そんなことを思いながら丹沢山に到達。さすがに日の出直前ともなると多くの人が起きて富士山を撮ったりしている。私は山行途中から丹沢山で朝日が見れるなと思っていたので東側の空が見える所に陣取り日の出を拝む。その後暫く山頂で横になって休もうと思っていたのだが、ベンチ等も埋まっていたので、もう少し先の方で休むこととし、丹沢山を後にした。
【丹沢山〜檜洞丸】
丹沢からは例の如く笹原の間を縫っていく。
不動ノ峰休憩舎からの水場については傾斜が急で若干崩れている所もあったので、よほど水に困っていなければ下ることもないだろう。ヤマレコの「不動ノ峰」情報に「過去に大腸菌検出」とある。飲んでしまった…。生水には危険が付き物ですなあ。
丹沢の中でも標高の高い地域ではあるが、不思議と疲れないのは標高差があまりないからか、景色があまりにも良いからか。
蛭ヶ岳に到達後、横になったりしてまとまった休息を取る。暑くも寒くもないとは言え、まだ4月。風には若干冷たさもあり、ずっと休んでいると体が冷えてくる。長時間休むのもなかなか大変だ。背中を伸ばして栄養補給をした後、檜洞丸へむけて出発する。
この蛭ヶ岳からの下りだが、急な上に細かい砂利が多く、気をつけないとパラパラ小石を落とすこととなる。そういうこともあって、私に先行した人達も難儀をしていた。日が昇ったこともあり、主に山に泊まった人たちであろうが山行者も増えてくる。臼ヶ岳周辺では十人以上休んでいただろうか。蛭ヶ岳までとは違い、木が茂って展望面では劣るが、山の荒廃具合を楽しみながら歩いていく。途中、何度か道を譲っていただき、青ヶ岳山荘で用を足してから檜洞丸登頂。距離的にはそんなにないと思うが、結構時間がかかったように思う。蛭ヶ岳に続く休憩。
【檜洞丸〜道志】
檜洞丸から大室山へは犬越路まで450mほど下った後、400mほど上り返すという難所である。しかも犬越路への下りは単に下るだけでなく、細かいアップダウンが連続し、足元も決して歩きやすい道ではない。

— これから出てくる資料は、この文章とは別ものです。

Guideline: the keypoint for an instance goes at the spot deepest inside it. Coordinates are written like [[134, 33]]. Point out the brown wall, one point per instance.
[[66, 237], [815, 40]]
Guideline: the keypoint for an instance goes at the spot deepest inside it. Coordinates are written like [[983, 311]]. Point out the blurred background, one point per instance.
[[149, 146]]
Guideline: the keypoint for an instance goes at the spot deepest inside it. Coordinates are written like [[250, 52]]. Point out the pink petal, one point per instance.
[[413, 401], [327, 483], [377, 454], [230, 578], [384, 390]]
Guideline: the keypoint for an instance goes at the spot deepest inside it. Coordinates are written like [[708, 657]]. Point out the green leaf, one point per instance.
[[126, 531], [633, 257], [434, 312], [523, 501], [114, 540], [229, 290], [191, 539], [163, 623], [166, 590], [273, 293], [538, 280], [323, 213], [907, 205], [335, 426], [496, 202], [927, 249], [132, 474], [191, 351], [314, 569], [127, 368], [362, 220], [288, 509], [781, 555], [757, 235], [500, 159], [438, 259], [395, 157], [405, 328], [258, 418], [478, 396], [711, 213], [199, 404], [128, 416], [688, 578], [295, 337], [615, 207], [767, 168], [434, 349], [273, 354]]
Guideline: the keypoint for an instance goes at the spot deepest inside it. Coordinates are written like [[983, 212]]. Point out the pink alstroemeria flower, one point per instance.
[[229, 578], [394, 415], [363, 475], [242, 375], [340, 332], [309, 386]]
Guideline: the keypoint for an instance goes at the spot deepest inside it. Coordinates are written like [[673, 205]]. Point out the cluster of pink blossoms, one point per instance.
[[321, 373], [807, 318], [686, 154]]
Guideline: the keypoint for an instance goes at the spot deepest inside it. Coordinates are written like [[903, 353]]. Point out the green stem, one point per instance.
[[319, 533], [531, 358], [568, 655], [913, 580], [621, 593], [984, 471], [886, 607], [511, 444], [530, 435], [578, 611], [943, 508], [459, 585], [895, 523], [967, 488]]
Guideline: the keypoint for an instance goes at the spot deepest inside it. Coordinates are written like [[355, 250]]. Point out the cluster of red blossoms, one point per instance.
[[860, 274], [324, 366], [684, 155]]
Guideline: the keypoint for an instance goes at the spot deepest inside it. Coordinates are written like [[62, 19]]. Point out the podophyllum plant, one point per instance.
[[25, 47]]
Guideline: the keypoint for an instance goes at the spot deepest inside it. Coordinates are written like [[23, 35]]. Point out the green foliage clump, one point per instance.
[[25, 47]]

檜洞丸から少し下って、丹沢奥の大展望を堪能してからガツンと高度を下げていく。この頃になると疲れが出てくるもので、足だけでなく腰や肩も悲鳴を上げてくる。それだけならまだ耐えられるのだが、体が熱くなったり冷えたりを繰り返したためか腹の具合も心配になってきた。そんな中、足元に注意しながらの細かいアップダウンが続く。また、歩くにつれ大室山がだんだんと大きく見えてくる。大室山までの尾根筋が見える所では「あそこまで下って、それから下った分上らないといけないんだなあ」と一目瞭然で精神的にもきついものがあった。それでも何とか犬越路に到達し息を整える。
疲労も蓄積しており、帰りの時間やバスの時間を気にする頃合となった。最後に上る大室山への道は犬越路までよりは道がやさしいとは言え急な上りの連続。疲れた足にはこたえる。後から確認するとコースタイムよりは速く上っていたので悲観することはなかったのかも知れないが、その時の自分にとってその歩みは非常につらく重く、一歩一歩何とか歩いている状態だった。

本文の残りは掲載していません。